Um estudo publicado indica que os jornalistas timorenses, maioritariamente jovens e com pouca experiência, sentem dificuldades na relação com as fontes, no acesso a informação e em critérios de tratamento de notícias
“Através
de quatro instrumentos de análise utilizados, foi possível percecionar a
necessidade de desenvolver o pensamento crítico dos jornalistas, para que
despertem a curiosidade pelo mundo, o queiram conhecer e fiscalizar. A falta de
consciencialização em relação à missão e ao exercício da própria profissão foi
uma das maiores fragilidades assinaladas, com consequências em várias
direções”, de acordo com as conclusões.
“A
falta de conhecimentos, que não gera dúvidas, resulta em textos jornalísticos
que se limitam a dar voz às fontes, sem que os factos sejam questionados. Os
temas abordados centram-se excessivamente em questões políticas e
institucionais, desvalorizando-se temas sociais, originais e exclusivos”, notou
o estudo do projeto Consultório da Língua para Jornalistas.
Este
projecto, financiado por Portugal e que apoia há vários anos a formação de
jornalistas em Timor-Leste, pretendeu avaliar a situação do setor, nomeadamente
em termos de requisitos adicionais de formação. Uma das formadoras envolvidas no
projecto Carina Valério considerou que o estudo é “um ponto de partida” para a
segunda fase do projeto, que depois de se focar nas competências em língua
portuguesa vai agora apostar mais em formação técnica. Este trabalho de análise
foi apresentado no Centro Cultural Português em Díli, por ocasião do Dia
Mundial da Imprensa, onde decorreu um debate com vários jornalistas.
O
estudo, que ouviu proprietários de órgãos de comunicação social (OCS) em
Timor-Leste e jornalistas, analisou ainda notícias em várias plataformas, para
“compreender desafios dos OCS tendo em conta as circunstâncias em que têm que
desempenhar as suas funções em Timor-Leste”.
Com
base em dezenas de inquéritos e entrevistas, o estudo traçou igualmente um
perfil profissional do setor em Timor-Leste, uma classe “bastante jovem” e com
poucas bases de formação básica escolar, com a maioria dos jornalistas a
exercer funções há menos de dez anos.
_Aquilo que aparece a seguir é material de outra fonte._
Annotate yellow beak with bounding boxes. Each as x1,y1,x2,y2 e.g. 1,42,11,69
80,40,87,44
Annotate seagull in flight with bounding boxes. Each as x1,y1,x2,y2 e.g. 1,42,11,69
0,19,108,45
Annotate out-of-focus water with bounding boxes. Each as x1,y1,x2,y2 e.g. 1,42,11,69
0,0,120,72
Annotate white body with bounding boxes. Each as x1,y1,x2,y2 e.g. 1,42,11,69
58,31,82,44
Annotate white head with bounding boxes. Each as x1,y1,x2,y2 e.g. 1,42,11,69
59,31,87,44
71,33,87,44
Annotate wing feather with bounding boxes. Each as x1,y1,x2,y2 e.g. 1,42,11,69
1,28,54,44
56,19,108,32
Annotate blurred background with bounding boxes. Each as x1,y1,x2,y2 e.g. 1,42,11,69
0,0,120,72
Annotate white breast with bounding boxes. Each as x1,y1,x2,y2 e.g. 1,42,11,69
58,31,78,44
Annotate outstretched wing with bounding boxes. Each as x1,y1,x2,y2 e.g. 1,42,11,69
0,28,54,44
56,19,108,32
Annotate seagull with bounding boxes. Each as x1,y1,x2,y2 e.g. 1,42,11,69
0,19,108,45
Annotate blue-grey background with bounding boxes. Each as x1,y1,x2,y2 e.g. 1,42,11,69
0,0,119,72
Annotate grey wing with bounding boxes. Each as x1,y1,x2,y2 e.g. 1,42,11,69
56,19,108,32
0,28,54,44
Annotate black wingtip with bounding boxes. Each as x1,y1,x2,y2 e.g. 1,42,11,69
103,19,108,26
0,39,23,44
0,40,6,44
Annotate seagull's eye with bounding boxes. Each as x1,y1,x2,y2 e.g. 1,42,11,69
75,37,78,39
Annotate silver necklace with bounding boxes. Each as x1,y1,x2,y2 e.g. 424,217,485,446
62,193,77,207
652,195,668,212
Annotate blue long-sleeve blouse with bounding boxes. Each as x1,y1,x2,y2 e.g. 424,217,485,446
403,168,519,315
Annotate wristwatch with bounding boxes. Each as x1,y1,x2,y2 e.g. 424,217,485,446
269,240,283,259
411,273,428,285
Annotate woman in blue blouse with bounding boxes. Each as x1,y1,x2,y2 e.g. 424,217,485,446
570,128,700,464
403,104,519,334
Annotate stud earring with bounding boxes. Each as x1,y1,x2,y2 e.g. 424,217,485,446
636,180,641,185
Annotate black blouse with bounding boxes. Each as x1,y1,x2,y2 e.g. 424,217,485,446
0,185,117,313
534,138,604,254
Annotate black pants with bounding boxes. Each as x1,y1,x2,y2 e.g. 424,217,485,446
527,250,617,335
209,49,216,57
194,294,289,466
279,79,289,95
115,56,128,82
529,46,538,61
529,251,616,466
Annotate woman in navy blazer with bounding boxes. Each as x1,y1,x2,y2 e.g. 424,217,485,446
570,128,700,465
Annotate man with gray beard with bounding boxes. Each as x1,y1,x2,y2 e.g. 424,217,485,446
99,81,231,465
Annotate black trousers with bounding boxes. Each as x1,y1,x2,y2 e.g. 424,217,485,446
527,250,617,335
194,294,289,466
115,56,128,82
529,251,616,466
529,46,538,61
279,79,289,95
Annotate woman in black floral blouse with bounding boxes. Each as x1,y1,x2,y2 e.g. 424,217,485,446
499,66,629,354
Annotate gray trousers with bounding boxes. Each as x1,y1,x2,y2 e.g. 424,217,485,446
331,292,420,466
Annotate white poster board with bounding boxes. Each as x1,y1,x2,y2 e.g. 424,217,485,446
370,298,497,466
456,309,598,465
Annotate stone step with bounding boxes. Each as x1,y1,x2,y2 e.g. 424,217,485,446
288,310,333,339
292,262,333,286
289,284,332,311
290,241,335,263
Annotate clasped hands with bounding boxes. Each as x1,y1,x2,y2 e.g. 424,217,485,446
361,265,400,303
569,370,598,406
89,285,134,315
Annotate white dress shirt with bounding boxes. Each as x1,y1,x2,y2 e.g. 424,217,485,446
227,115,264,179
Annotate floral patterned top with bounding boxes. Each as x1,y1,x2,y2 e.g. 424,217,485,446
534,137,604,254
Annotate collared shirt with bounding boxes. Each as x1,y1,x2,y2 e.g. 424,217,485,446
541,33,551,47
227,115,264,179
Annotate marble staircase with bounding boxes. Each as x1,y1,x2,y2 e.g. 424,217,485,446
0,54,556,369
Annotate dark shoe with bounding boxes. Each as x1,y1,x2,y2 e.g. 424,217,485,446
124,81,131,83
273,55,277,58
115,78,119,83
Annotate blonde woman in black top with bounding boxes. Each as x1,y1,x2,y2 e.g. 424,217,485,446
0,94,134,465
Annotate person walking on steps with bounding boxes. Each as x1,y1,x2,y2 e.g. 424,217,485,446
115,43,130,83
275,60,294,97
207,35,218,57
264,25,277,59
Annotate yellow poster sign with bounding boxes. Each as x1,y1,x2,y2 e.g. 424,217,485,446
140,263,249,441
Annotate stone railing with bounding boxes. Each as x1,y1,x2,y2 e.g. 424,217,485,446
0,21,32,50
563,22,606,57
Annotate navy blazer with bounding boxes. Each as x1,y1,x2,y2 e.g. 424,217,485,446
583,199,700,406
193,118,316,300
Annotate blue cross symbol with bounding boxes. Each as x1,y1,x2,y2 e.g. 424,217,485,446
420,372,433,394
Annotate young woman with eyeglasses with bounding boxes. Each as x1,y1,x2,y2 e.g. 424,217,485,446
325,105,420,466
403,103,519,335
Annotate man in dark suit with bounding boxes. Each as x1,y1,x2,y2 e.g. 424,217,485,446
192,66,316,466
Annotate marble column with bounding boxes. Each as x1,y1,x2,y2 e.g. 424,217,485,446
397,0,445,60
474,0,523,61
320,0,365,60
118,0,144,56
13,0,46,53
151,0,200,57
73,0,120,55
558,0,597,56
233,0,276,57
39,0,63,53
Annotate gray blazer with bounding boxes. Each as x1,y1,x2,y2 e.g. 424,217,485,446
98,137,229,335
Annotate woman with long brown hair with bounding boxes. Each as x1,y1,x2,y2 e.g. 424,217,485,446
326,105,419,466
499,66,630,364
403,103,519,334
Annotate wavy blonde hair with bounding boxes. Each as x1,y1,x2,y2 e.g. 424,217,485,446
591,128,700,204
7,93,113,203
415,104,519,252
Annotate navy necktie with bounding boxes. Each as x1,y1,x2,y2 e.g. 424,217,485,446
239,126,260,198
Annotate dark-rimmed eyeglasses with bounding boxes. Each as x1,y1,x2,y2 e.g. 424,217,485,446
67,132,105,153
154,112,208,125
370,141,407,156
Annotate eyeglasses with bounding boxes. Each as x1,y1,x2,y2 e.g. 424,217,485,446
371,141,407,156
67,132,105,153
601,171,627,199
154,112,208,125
Os jornalistas destacaram entre as
maiores dificuldades falta de formação e de tempo, considerando essencial, no
futuro, formações para aperfeiçoar as técnicas de escrita.
Uma
das questões mais complexas é o da relação com as fontes. Neste âmbito, o
estudo apontou uma “forte politização das notícias”, sendo que “a proximidade
entre os jornalistas e a classe política é muitas vezes de grau familiar, o
que, tendo em conta o valor cultural da família em Timor-Leste, acaba por
afetar, de alguma forma, a liberdade profissional”.
O
estudo mostrou ainda a falta de vocação que “trava o desenvolvimento das
capacidades técnicas e profissionais dos jornalistas que estão na profissão para
ter um trabalho e um salário e não compreendem a responsabilidade social do
jornalismo”. Entre as dificuldades mais destacadas, o estudo referiu a “falta
de competências de pensamento crítico (…) sobretudo na interpretação e seleção
de informação essencial e na capacidade de investigar e propor novos temas para
conteúdos informativos”.
De
acordo com o trabalho, “as falhas no sistema educativo acabam por contribuir
para esta realidade. As lacunas no ensino básico e superior contribuem também
para a falta de conhecimentos gerais e de matemática que se refletem na
dificuldade em fazer a cobertura de notícias sobre temas que muitas vezes
desconhecem”. “Os jornalistas não chegam às redações com os conhecimentos
técnicos que o ensino superior tem responsabilidade de assegurar”, sublinhou.
A
falta de formação profissional é apontada por 35% dos jornalistas como o maior
desafio, seguido da falta de tempo 24%, da falta de condições de trabalho para
14%, falta de acompanhamento no trabalho (8%) e falta de acesso à informação
(5%). Os jornalistas disseram que querem ainda mais formação para ajudar a
identificar aspectos como ângulos de reportagem, a capacidade de estruturar as
notícias e a síntese da notícia, com 8% a admitirem dificuldades em fazer
questões.
Em
termos setoriais, os jornalistas sentem mais dificuldades na cobertura de temas
como finanças públicas, justiça ou saúde, com evidentes dificuldades na
cobertura eleitoral, nomeadamente na interpretação de dados de votação. “Foi
visível um desconhecimento em termos gerais e, especificamente, nas áreas da
matemática, economia, saúde, finanças públicas, linguagem e funcionamento
jurídicos, que se refletiram muitas vezes em notícias muito próximas de se
tornarem impercetíveis”, avançou.
Dificuldades
em comunicar com as fontes, em ler e interpretar corretamente comunicados, ou
falta de ferramentas para trabalho de investigação são outros aspetos
realçados. Entre os aspectos positivos, o estudo destacou “o uso do presente do
indicativo na construção dos títulos, a escrita sem adjectivos qualificativos e
a colocação de uma única ideia por frase”. In “Ponto
Final” – Macau com “Lusa”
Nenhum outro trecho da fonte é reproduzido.